Jingnan Shi

Panorama: How?

davenport.jpg

Figure 1: Davenport, IA, 2nd & Harrison Sts.; c1907 F.J. Bandholtz gelatin silver print; 10 x 47 in. PAN US GEOG - Iowa, no. 48 (E size) P&P. Courtesy of Library of Congress.

Have you ever wondered how a photo like Fig. 1 is shot? In this blog post, I will walk you through the early mechanical panoramic cameras, show you the math behind compositing panoramic shots, and present a demo of making your own panoramic shots with a few lines of code.

The Mechanical

Burlington, Wisconsin is a town located right at the confluence of the White and Fox rivers. Established as a village in 1886 1, Burlington is the home of one of the first commercially available panoramic cameras, the Al-Vista camera.

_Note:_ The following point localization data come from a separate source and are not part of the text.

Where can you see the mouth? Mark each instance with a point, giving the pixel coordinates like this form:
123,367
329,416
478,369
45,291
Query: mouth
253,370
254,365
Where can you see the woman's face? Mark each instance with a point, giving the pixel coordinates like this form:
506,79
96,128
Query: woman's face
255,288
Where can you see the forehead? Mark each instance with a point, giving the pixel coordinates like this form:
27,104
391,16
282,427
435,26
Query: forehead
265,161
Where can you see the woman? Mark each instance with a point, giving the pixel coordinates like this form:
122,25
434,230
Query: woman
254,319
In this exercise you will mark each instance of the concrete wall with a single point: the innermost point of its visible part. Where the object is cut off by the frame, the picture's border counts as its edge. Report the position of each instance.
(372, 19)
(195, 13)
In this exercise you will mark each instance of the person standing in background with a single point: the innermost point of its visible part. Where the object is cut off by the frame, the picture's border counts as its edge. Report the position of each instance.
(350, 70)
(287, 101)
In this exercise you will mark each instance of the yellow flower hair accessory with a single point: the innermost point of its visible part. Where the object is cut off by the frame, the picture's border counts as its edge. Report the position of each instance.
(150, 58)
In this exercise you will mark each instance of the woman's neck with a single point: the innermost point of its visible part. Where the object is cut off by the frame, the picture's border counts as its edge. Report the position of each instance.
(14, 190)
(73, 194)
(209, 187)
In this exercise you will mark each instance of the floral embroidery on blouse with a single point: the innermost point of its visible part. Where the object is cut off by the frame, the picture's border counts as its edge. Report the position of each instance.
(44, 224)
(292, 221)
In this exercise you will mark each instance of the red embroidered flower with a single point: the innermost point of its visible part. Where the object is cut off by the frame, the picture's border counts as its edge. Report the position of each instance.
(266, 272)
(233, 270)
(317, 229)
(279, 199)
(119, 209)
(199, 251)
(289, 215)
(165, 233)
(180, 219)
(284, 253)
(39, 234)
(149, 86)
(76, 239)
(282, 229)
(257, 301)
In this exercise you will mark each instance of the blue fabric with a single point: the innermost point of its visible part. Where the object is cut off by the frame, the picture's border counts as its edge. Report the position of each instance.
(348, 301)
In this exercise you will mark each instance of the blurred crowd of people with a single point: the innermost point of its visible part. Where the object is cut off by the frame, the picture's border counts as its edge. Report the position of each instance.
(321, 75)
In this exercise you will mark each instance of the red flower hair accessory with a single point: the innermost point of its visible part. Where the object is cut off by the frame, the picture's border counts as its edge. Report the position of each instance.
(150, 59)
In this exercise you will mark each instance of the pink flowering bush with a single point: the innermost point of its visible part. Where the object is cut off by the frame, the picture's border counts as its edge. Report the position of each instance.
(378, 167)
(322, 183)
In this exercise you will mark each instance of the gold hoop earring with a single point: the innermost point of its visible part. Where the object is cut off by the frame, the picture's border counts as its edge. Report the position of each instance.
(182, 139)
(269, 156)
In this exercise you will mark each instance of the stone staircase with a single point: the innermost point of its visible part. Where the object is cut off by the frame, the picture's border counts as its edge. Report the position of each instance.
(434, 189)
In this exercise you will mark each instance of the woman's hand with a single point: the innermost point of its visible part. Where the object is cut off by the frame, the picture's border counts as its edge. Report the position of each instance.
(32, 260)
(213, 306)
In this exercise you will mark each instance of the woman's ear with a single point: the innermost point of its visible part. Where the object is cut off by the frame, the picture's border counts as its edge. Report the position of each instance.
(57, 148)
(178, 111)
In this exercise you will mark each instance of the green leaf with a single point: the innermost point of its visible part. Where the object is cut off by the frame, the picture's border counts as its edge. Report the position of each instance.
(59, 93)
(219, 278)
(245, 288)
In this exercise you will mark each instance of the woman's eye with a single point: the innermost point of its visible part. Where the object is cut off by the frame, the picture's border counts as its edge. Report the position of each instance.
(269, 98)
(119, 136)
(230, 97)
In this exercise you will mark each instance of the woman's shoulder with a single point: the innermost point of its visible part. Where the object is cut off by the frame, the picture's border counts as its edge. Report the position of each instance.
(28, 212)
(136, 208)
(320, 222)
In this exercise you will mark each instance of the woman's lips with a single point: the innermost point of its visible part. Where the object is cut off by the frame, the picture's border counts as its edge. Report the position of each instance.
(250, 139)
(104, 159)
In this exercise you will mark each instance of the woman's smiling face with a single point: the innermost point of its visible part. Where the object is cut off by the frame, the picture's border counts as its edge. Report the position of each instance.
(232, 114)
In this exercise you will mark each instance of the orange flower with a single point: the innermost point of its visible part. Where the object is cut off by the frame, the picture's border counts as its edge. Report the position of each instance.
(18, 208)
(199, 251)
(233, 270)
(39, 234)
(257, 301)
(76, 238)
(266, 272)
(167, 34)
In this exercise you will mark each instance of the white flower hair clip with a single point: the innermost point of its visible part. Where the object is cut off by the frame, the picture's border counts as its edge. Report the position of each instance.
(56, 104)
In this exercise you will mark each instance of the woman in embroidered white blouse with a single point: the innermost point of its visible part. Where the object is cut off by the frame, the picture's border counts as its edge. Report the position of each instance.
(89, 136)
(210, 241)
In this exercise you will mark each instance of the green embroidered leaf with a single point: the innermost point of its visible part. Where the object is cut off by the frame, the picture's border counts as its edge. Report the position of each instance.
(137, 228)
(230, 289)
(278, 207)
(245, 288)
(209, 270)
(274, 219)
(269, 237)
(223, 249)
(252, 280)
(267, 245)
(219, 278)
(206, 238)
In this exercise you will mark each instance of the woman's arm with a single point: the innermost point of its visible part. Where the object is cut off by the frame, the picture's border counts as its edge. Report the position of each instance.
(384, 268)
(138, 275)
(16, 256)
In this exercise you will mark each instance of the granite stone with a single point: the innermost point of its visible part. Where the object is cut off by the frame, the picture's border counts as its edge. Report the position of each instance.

The patent for the Al-Vista camera was filed by Peter N. Angsten of Burlington and Charles H. Gesbeck of Chicago, on May 31st 1898 2.

peter_multiscope.jpg

Figure 2: Peter Angsten and some other employees at the Multiscope And Film Co., courtesy of Burlington Historical Society (source).

Peter was employed by the Multiscope And Film Co., which was a company manufacturing cameras and camera outfits located on the interfaction of Calumet St. and Jefferson, on the White river bank.

multiscope-factory.jpg

Figure 3: The Multiscope And Film Co. factory on a 1904 fire insurance map

The camera itself has an ingenious design. One of its advertisements said3:

Sweeps the Field. Takes everything in sight, rotating in such a way as to take a series of separate views, covering an area of one hundred and eighty degrees. The most wonderful of modern cameras.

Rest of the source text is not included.